На следующий день, когда я пришла, они уже лежали по одному, каждый в отдельной палате. Им категорически запрещалось выходить в коридор. Общаться друг с другом. Перестукивались через стенку... Точка-тире, точка-тире... Врачи объяснили это тем, что каждый организм по-разному реагирует на дозы облучения, и то, что выдержит один, другому не под силу. Там, где они лежали, зашкаливали даже стены. Слева, справа и этаж под ними... Там всех выселили, ни одного больного... Под ними и над ними никого... Три дня я жила у своих московских знакомых. Они мне говорили: бери кастрюлю, бери миску, бери все, что надо...

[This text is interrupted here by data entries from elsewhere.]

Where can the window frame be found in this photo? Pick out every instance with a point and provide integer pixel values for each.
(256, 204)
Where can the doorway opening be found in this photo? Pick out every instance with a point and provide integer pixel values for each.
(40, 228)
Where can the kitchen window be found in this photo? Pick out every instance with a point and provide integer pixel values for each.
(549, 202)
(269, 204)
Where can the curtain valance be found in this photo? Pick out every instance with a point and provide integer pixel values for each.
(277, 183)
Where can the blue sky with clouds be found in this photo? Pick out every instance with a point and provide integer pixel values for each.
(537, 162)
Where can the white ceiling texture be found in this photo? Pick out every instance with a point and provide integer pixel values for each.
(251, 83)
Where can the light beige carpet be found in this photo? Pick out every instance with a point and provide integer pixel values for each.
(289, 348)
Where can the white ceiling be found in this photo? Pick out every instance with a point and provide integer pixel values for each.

Я варила бульон из индюшки, на шесть человек. Шесть наших ребят...

Пожарников... Из одной смены... Они все дежурили в ту ночь: Ващук, Кибенок, Титенок, Правик, Тищура. В магазине купила им всем зубную пасту, щетки, мыло. Ничего этого в больнице не было. Маленькие полотенца купила... Я удивляюсь теперь своим знакомым, они, конечно, боялись, не могли не бояться, уже ходили всякие слухи, но все равно сами мне предлагали: бери все, что надо. Бери! Как он? Как они все? Они будут жить? Жить... (Молчит).

Встретила тогда много хороших людей, я не всех запомнила... Мир сузился до одной точки... Укоротился... Он... Только он... Помню пожилую санитарку, которая меня учила: “Есть болезни, которые не излечиваются. Надо сидеть и гладить руки”.

Рано утром еду на базар, оттуда к своим знакомым, варю бульон. Все протереть, покрошить... Кто-то просил: “Привези яблочко”. С шестью полулитровыми баночками... Всегда на шестерых! В больницу... Сижу до вечера. А вечером – опять в другой конец города. Насколько бы меня так хватило? Но через три дня предложили, что можно жить в гостинице для медработников, на территории самой больницы. Боже, какое счастье! Но там нет кухни. Как я буду им готовить? – Вам уже не надо готовить. Их желудки перестают воспринимать еду. Он стал меняться – каждый день я встречала другого человека... Ожоги выходили наверх... Во рту, на языке, щеках сначала появились маленькие язвочки, потом они разрослись... Пластами отходила слизистая... Пленочками белыми... Цвет лица... Цвет тела... Синий... Красный... Серо-бурый... А оно такое все мое, такое любимое! Это нельзя рассказать! Это нельзя написать! И даже пережить... Спасало то, что все это происходило мгновенно; некогда было думать, некогда было плакать.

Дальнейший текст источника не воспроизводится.